ダビデの物語・ダビデ王位継承史その19[2012-08-17]

ダビデは、バト・シェバトとの不倫をもみ消すため、ウリヤを戦死させようとしたことなど、忘れてしまったかのようでした。事実、喪が明けるとバト・シェバを宮廷に召し入れて妻とし、彼女が身ごもっていた子供が誕生するに至ります。それまでは平穏で何事もなく過ぎ去ったかのようでした。しかしダビデとバト・シェバの子供が生まれた直後に「主はナタンをダビデのもとに遣わされた」(サムエル記下12章1節)とあり、主なる神の言葉が預言者ナタンに臨んだのです。

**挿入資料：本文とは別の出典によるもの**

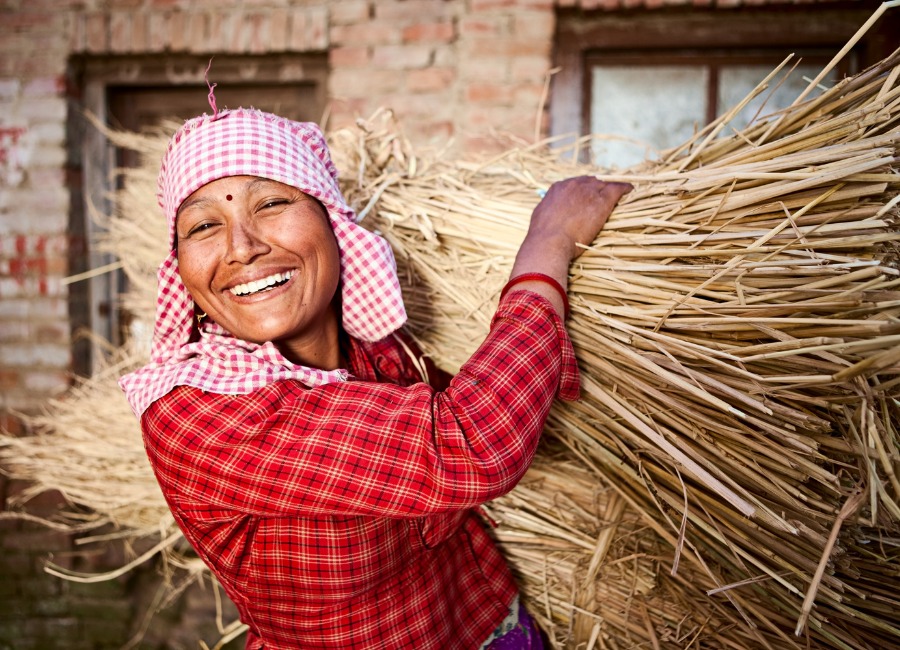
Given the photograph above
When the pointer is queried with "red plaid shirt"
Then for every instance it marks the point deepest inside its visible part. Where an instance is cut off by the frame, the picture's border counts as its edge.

ナタンは王のもとに参上し、次のような話を語って聞かせます。「二人の男がある町にいた。一人は豊かで、一人は貧しかった。豊かな男は非常に多くの羊や牛を持っていた。貧しい男は自分で買った一匹の雌の小羊のほかに、何一つ持っていなかった。彼はその小羊を養い小羊は彼のもとで育ち、息子たちと一緒にいて、彼の皿から食べ、彼の椀から飲み、彼のふところで眠り、彼にとっては娘のようだった。ある日、豊かな男に一人の客があった。彼は訪ねてきた旅人をもてなすのに自分の羊や牛を惜しみ、貧しい男の小羊を取り上げて自分の客に振る舞った。」この話を聞いていた王は激怒し「主は生きておられる。そんなことをした男は死罪だ。小羊の償いに四倍の価を払うべきだ。そんな無慈悲なことをしたのだから」(1節~6節)と応じたのです。(鈴木 佳秀)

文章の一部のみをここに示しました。